Спорить с избалованной девчонкой, на помощь которой всегда являлась баловница-мать, было напрасным трудом. Маша исполняла за нее все письменные работы, задаваемые ученицам на дом, a Настенька не всегда давала себе труд даже прочесть написанное ею. Занимаясь таким образом своими уроками, девочка, разумеется, не могла делать успехов, ей едва удалось перейти из седьмого класса в шестой, и в шестом она считалась одною из самых последних учениц.

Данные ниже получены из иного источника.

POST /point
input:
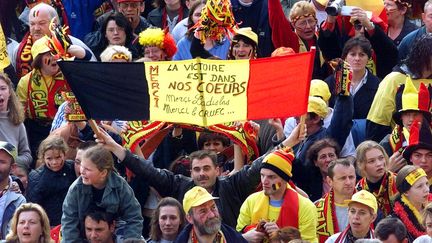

Настало опять время подготовки к экзамену. На этот раз Маша за себя не боялась. Она успешно следила за курсом и хотя знала, что не отличится, но надеялась и не «срезаться». Все ее заботы были обращены на Настеньку. Она и объясняла, и по сто раз твердила одну и ту же страницу учебника бестолковой девочке, стараясь всеми силами вбить ей в голову нетрудный курс, пройденный шестым классом, но все напрасно. Настенька, не привыкшая трудиться умственно, не понимала самых простых вещей и, вместо того, чтобы выучить наизусть хоть самое необходимое, плакала над книгой, сердилась на Машу.
По окончании экзамена Жеребцова, как и следовало ожидать, перешла в старший класс первой ученицей; Коптева, начавшая в этот год носить длинные платья и часто выезжать с матерью в театр — пятой, a Маша — десятой. Она была совершенно довольна: еще год, и курс будет кончен, она получит диплом, который даст ей возможность жить своим трудом, продолжая в то же время ее любимые занятия. Одно беспокоило ее — Негорева. Настенька срезалась на всех экзаменах, и Маша еще не знала, как отнеслись к этому ее родители. Она пошла к ним с тяжелым предчувствием неприятной, унизительной сцены.